Session 1510: Grundmann's Legacy, V: Gender, Social Mobility, and Religious Reform

Thursday 9 July 2015, 09.00-10.30

Sponsor:Center for Medieval & Early Modern Studies, University of Colorado, Boulder
Organisers:Jennifer Kolpacoff Deane, Division of Social Science, University of Minnesota, Morris
Anne E. Lester, Department of History, University of Colorado, Boulder
Moderator/Chair:Fiona Griffiths, Department of History, Stanford University
Paper 1510-aSocial Mobility, Nobility, and the Premonstratensian Order in Northwestern Germany during the 12th Century
(Language: English)
Shelley Amiste Wolbrink, Department of History, Drury University, Missouri
Index terms: Ecclesiastical History, Historiography - Modern Scholarship, Monasticism, Women's Studies
Paper 1510-bThe Formation of Female Religious Identity: Cistercian Women vis-à-vis Their Semi-Religious Colleagues
(Language: English)
Sara Moens, Vakgroep Geschiedenis, Universiteit Gent
Index terms: Ecclesiastical History, Gender Studies, Historiography - Modern Scholarship, Monasticism
Paper 1510-cThe Ascetic Domestic Household in the Later Middle Ages
(Language: English)
Anneke B. Mulder-Bakker, Opleiding Nederlandse Taal en Cultuur, Universiteit Leiden
Index terms: Ecclesiastical History, Gender Studies, Historiography - Modern Scholarship, Lay Piety
Abstract

2015 marks the 80th anniversary of the first publication of Herbert Grundmann's monumental study, Religious Movements in the Middle Ages, and the 20th anniversary of its translation into English.

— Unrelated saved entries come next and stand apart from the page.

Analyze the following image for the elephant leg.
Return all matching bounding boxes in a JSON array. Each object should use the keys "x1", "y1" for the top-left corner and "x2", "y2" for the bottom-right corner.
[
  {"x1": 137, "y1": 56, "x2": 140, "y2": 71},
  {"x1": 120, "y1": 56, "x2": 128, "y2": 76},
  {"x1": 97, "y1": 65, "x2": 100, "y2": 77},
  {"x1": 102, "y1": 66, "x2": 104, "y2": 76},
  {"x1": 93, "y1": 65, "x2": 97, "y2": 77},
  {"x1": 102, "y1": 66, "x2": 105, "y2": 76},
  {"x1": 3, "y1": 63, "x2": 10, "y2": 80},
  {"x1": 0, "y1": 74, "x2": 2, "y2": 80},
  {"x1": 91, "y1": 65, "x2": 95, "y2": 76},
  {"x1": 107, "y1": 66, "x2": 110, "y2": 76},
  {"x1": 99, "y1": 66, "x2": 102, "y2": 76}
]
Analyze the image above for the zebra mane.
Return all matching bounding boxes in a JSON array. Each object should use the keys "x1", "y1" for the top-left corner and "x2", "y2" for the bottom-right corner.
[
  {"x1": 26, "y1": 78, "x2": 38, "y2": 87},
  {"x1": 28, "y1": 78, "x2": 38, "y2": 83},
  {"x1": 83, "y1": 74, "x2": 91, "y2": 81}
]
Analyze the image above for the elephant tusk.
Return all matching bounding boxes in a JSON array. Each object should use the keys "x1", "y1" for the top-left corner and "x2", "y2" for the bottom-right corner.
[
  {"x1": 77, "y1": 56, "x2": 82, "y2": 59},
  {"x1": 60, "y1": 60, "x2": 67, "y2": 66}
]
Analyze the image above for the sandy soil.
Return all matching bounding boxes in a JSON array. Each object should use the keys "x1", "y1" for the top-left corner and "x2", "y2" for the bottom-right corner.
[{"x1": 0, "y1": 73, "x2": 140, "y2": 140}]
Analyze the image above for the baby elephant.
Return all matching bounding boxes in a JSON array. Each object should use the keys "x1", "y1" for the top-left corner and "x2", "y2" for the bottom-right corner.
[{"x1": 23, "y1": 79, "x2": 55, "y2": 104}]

Part of a strand exploring the origins and impact of Grundmann’s historiographical legacy, this session looks anew at recent trends concerning the development the 'women’s religious movement,' a term Grundmann coined. Issues of gender, class, social status and social mobility contributed to the development of the women's religious movement and these papers address the many varieties of reformed religious life that that phrase has come to encompass.